EJERCICIO DE ACTIVIDAD PELIGROSA / DAÑO CAUSADO CON ARMAS DE
DOTACIÓN OFICIAL / RESPONSABILIDAD PATRIMONIAL DEL ESTADO POR
EJERCICIO DE ACTIVIDAD PELIGROSA / APLICACIÓN DEL RÉGIMEN
OBJETIVO DE LA RESPONSABILIDAD PATRIMONIAL DEL ESTADO / FALLA
DEL SERVICIO / APLICACIÓN DEL RÉGIMEN DE RESPONSABILIDAD SUBJETIVA / REITERACIÓN DE LA JURISPRUDENCIA Mediante sentencia de unificación del 19 de abril de 2012, la Sección Tercera del Consejo de Estado determinó que el artículo 90 de la Constitución Política no privilegió ningún régimen de responsabilidad, por lo que es deber del juez encuadrar cuál es aplicable al caso concreto, de acuerdo con lo que encuentre probado en el proceso.
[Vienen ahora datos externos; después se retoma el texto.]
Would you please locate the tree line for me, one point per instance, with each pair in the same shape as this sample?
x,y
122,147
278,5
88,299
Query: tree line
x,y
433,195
No obstante, la jurisprudencia de esta Corporación también ha establecido que cuando el daño se causa con ocasión de una actividad riesgosa, como es el uso de armas de dotación oficial, la conducción de vehículos automotores, la conducción de energía eléctrica o la construcción de una obra pública, el régimen de atribución aplicable es de carácter objetivo. Para efectos de atribuir responsabilidad a la Administración en virtud del régimen de
responsabilidad objetivo, el extremo activo solo debe demostrar el daño, la actividad riesgosa y el nexo entre los anteriores elementos. Lo anterior no obsta para que ante la presencia de una actividad riesgosa, el juez administrativo aplique el régimen de falla del servicio cuando ésta se encuentre acreditada pues, ante la prueba de la falla del servicio, la misma prevalecerá y en efecto, modificará el régimen de responsabilidad aplicable al caso en concreto. Justamente, esta Corporación mediante sentencia del 13 de septiembre de 2009, precisó que la imputación jurídica en los casos en los cuales el daño es causado por el empleo de armas de fuego por parte de la fuerza pública, aquella debe hacerse bajo el régimen objetivo de riesgo excepcional. Sin embargo, si el juez advierte la concreción de una falla del servicio v.gr. por la desproporción en el uso de la fuerza, optará por la aplicación del régimen subjetivo. NOTA DE RELATORÍA: Referente al derecho de daños, consultar sentencia de 19 de abril de 2012, Exp. 21515, C.P. Hernán Andrade Rincón y sobre la aplicación del régimen de responsabilidad de objetiva, consultar sentencia de 3 de diciembre de 2018, Exp. 42992, C.P. María Adriana Marín (E) y sentencia de 20 de abril de 2020, Exp. 51846, C.P. Ramiro Pazos Guerrero.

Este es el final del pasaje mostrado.